Al principio di ottobre, un altro Congresso di giuristi si riuniva nella Nostra residenza estiva, quello del Diritto penale internazionale. Il vostro « Convegno » ha bensì un carattere nazionale; ma l’argomento, che esso tratta: « nazione e comunità internazionale », tocca di nuovo le relazioni fra i popoli e gli Stati sovrani. Non per caso si moltiplicano i Congressi per lo studio delle questioni internazionali, scientifiche, economiche e anche politiche. Il fatto manifesto che i rapporti fra gl’individui appartenenti a diversi popoli e tra i popoli stessi crescono in estensione e in profondità, rendono ogni giorno più urgente un regolamento delle relazioni internazionali, private e pubbliche, tanto più che questo mutuo avvicinamento è determinato non soltanto dalle possibilità tecniche incomparabilmente aumentate e dalla libera scelta, ma altresì dalla più penetrante azione di una legge immanente di sviluppo.

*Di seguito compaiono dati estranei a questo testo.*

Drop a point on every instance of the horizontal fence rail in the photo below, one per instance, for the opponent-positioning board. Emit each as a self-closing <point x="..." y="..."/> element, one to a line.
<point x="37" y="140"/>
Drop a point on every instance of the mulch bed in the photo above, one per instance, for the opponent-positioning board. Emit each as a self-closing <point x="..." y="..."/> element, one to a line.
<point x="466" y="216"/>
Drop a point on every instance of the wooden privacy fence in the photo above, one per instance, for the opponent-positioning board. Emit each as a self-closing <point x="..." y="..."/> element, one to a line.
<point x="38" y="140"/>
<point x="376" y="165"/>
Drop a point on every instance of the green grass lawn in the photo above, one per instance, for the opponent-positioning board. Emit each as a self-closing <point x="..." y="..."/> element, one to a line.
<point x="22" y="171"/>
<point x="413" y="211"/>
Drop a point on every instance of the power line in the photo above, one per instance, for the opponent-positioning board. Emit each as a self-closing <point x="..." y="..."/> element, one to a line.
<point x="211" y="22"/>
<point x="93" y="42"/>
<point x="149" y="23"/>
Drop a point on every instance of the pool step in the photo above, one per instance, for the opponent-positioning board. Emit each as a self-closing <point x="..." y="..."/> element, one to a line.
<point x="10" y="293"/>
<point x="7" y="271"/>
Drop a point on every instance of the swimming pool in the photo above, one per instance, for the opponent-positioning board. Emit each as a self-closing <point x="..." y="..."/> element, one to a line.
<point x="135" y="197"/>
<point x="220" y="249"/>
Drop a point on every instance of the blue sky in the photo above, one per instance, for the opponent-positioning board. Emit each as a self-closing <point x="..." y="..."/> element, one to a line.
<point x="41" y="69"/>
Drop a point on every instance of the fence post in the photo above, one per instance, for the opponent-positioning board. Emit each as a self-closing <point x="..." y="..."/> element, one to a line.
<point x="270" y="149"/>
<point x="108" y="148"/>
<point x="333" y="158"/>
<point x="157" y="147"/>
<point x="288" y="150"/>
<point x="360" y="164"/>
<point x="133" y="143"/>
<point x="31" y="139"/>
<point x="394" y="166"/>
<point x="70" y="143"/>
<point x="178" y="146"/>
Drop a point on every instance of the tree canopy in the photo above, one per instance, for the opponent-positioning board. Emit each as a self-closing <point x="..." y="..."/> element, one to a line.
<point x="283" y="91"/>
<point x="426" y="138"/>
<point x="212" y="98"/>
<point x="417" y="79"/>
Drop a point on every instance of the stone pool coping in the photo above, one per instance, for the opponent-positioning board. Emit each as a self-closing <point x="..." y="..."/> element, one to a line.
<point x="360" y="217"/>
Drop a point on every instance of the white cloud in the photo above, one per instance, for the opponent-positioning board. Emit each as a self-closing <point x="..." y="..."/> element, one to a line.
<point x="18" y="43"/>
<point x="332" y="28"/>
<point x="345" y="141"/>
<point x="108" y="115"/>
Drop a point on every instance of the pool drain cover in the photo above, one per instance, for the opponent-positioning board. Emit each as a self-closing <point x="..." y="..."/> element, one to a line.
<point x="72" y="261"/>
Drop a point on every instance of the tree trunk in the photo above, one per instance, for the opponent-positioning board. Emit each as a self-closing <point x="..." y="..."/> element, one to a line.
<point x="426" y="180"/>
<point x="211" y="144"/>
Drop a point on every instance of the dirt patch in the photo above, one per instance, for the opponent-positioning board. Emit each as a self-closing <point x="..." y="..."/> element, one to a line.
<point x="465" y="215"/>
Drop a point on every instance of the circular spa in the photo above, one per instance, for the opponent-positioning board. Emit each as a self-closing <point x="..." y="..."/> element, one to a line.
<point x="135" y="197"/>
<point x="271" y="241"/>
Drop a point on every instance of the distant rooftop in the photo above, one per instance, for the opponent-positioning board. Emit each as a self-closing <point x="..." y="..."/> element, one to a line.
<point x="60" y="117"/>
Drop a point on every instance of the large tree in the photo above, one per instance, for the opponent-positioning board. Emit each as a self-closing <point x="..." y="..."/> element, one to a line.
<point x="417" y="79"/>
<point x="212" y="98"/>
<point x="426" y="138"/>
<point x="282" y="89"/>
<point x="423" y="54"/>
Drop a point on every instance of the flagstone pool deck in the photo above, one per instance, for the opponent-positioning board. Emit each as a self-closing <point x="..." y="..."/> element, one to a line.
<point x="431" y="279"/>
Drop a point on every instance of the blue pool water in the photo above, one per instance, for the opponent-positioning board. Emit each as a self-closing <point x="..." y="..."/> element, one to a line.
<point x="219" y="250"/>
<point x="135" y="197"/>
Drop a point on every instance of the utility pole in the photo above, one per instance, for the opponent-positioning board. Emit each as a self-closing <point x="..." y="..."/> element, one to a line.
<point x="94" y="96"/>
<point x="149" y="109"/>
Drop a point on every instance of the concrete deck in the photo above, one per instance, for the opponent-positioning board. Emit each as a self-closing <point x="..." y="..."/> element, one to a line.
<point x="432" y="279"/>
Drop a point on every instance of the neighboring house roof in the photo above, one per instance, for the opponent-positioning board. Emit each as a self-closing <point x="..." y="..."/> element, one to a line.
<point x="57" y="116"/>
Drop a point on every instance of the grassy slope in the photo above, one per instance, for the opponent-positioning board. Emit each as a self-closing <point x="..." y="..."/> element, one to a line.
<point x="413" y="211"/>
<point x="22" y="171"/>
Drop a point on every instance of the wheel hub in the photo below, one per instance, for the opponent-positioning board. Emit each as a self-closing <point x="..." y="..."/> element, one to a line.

Si deve dunque non reprimerlo, ma piuttosto favorirlo e promuoverlo.
I
In questa opera di ampliamento le Comunità degli Stati e dei popoli, sia che già esistano, sia che non rappresentino ancora se non uno scopo da conseguire e da attuare, hanno naturalmente una particolare importanza. Sono comunità, nelle quali Stati sovrani, vale a dire non subordinati a nessun altro Stato, si uniscono in una comunità giuridica per il conseguimento di determinati scopi giuridici. Sarebbe dare una falsa idea di queste comunità giuridiche, se si volesse paragonarle ad imperi mondiali del passato o del nostro tempo, in cui stirpi, popoli e Stati vengono fusi, volenti o nolenti, in un unico complesso statale. Nel caso presente invece gli Stati, rimanendo sovrani, si uniscono liberamente in una comunità giuridica. Sotto questo aspetto la storia universale, che mostra una serie continua di lotte per il potere, potrebbe senza dubbio far apparire quasi come una utopia la instaurazione di una comunità giuridica di Stati liberi. Tali conflitti sono stati troppa spesso provocati dalla volontà di soggiogare altre Nazioni e di estendere il campo della propria potenza, ovvero dalla necessità di difendere la propria libertà e la propria esistenza indipendente. Questa volta, al contrario, precisamente la volontà di prevenire minacciosi dissidi spinge verso una comunità giuridica supernazionale; le considerazioni utilitarie, che certamente hanno anch’esse un notevole peso, sono dirette verso opere di pace; e infine, forse appunto l’avvicinamento tecnico ha risvegliato la fede, latente nello spirito e nel cuore degli individui, in una comunità superiore degli uomini, voluta dal Creatore e radicata nella unità della loro origine, della loro natura e del loro fine.
II
Queste considerazioni ed altre simili dimostrano che il cammino verso la Comunità dei popoli e la sua costituzione non ha come norma unica ed ultima la volontà degli Stati, ma piuttosto la natura, ossia il Creatore. Il diritto all’esistenza, il diritto al rispetto e al buon nome, il diritto a un carattere e a una cultura propri, il diritto allo sviluppo, il diritto all’osservanza dei trattati internazionali, e diritti equivalenti, sono esigenze del diritto delle genti dettato dalla natura. Il diritto positivo dei popoli, indispensabile anche esso nella Comunità degli Stati, ha l’ufficio di definire più esattamente le esigenze della natura e di adattarle alle circostanze concrete, e inoltre di prendere con una convenzione che, liberamente contratta, è divenuta obbligatoria, altre disposizioni, dirette sempre al fine della comunità.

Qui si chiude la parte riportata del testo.